In three hours, I'll be sitting in a movie theater with popcorn and caffeine in hand, having heart palpitations as the lights dim and the first installment of Deathly Hallows begins. The beginning to the end of an era.
I've been a Harry Potter fan since I was about ten years old. So basically for half my life. My mom and I used to take turns reading pages of The Sorcerer's Stone, which started out slow but ended up being something neither of us could put down no matter how long past my bedtime it was getting. Even at that young an age, I knew how special this book was. Beneath all the fantasy and magic (which was fantastic as well) there was something undeniably real. These kids had real problems and personalities. I thought they were a lot like me and I was honestly a little bit surprised and devastated when I didn't get a Hogwarts letter delivered to my house.

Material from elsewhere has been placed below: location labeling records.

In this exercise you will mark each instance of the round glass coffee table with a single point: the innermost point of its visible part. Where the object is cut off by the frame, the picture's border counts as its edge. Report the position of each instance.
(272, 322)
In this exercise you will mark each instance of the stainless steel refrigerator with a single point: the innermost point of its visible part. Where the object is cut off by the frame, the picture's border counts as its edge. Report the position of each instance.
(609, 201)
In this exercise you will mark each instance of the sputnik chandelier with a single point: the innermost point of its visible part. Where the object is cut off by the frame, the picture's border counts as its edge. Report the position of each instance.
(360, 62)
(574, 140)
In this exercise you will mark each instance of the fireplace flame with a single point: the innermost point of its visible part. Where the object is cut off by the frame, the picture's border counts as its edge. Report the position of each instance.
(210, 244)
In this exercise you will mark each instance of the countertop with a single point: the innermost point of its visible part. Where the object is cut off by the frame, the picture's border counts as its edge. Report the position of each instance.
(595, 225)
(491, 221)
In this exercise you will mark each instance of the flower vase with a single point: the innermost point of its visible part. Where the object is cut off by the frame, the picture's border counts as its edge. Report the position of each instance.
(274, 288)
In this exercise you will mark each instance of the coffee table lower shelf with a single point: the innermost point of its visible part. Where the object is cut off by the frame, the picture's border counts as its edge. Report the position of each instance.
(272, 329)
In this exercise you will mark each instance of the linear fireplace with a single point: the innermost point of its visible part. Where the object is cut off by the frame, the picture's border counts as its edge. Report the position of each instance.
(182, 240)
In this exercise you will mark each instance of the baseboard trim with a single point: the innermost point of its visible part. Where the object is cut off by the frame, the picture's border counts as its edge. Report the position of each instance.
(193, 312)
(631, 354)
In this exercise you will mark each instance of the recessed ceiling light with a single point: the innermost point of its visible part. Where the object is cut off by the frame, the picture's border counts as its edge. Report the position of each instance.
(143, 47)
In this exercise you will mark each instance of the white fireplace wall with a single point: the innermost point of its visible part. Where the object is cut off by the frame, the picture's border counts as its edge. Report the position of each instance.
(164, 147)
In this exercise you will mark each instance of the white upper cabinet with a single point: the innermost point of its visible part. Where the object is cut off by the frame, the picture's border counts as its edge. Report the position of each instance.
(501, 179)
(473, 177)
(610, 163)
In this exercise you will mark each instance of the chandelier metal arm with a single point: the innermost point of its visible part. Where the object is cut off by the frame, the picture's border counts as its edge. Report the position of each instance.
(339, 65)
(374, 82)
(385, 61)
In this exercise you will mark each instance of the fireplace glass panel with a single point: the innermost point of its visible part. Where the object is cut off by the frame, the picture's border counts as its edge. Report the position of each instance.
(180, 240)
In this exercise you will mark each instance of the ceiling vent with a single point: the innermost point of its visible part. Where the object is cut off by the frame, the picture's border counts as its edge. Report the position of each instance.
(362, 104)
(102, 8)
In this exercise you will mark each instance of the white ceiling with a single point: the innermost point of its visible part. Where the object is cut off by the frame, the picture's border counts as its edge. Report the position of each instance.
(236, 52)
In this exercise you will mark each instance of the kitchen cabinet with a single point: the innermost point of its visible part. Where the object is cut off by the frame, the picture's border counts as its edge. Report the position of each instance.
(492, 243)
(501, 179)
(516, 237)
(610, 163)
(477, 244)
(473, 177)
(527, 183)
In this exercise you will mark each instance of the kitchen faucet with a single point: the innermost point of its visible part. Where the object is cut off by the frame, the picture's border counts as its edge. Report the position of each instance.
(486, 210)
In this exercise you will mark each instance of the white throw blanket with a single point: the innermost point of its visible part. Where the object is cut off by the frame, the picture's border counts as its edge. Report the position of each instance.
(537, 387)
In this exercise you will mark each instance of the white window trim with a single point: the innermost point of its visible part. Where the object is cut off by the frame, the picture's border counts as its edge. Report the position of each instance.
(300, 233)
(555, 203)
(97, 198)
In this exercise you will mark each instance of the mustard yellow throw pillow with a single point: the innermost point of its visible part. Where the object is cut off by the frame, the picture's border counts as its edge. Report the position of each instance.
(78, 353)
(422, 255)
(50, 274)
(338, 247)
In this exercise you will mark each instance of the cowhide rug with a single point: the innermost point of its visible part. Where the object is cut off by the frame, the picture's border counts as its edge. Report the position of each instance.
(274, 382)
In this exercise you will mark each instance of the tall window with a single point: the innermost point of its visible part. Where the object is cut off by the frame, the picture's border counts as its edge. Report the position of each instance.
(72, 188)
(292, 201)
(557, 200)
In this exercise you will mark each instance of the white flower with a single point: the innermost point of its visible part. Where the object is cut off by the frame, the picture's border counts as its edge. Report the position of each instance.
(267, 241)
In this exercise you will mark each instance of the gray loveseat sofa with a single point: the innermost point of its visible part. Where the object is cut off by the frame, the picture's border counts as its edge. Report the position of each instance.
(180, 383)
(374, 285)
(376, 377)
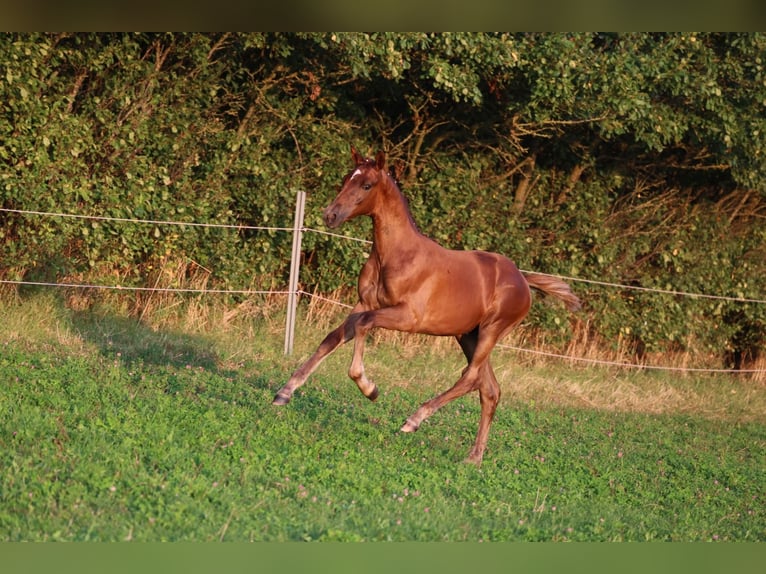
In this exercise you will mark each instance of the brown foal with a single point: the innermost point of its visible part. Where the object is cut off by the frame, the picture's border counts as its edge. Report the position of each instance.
(410, 283)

Harry Potter and I grew up together, in a way. As I got older, so did the books. Harry and Ron got into fights about things just like my friends and I did. I had teachers who didn't like me just like Professor Snape had it out for all the Gryffindors. On days when I fought with my parents, I prayed that the Weasleys would adopt me into their house and Molly would knit me a sweater with an "L" on it. As I applied to colleges in junior year, I felt pangs of sadness because I knew, no matter how much I wanted it to be real, Hogwarts would never exist in the world I lived in and I couldn't just delete my Common App account and go there to double major in Charms and Divination and minor in flirting with attractive wizard boys.
I love that Harry Potter exists in this world and is such a major part of culture. I think a lot of fantasy books geared towards young people today tend to be either wildly unbelievable or just poorly written (I'm looking at you, Stephanie Meyer. But I'll save my Twilight rant for another blog post.) Harry Potter books are neither of those things. The characters are so developed and the world they live in so intricately detailed that you'd believe it was nonfiction. This is probably why all the deaths have hit me so hard. I was legitimately depressed for a long time after she killed Fred in book 7 (This may have also had something to do with my literary crush on him.)
Now we get to the part where I address the title of this post. Yes, I am saving my Harry Potter books so I can read them with my kids. I plan to start when they're eleven and keep going until they're seventeen, just like those little chaps at Hogwarts. I want my kids to know things that these books talk about. Like how you can be happy without having a lot of money (If I make a living from writing books, they're going to have to learn this for sure), how when people die, they can't ever come back but you can still keep them in your memory, how you don't have to go into dark rooms by yourself to be brave (Looking at you, Neville Longbottom.) If I have a daughter, I want her to know that like Hermione Granger, you can be smart and pretty at the same time and as long as you just be yourself the guy of your dreams will eventually come around.
I'm getting a bit sentimental, I know. But these books mean a lot to me, and I've got them on the brain now because I'm going to my first Harry Potter midnight showing tonight. It'll be an excellent night and I can't even stand how excited I am right now. But I'll probably have to look away when Hedwig dies, because that is going to make me cry hard.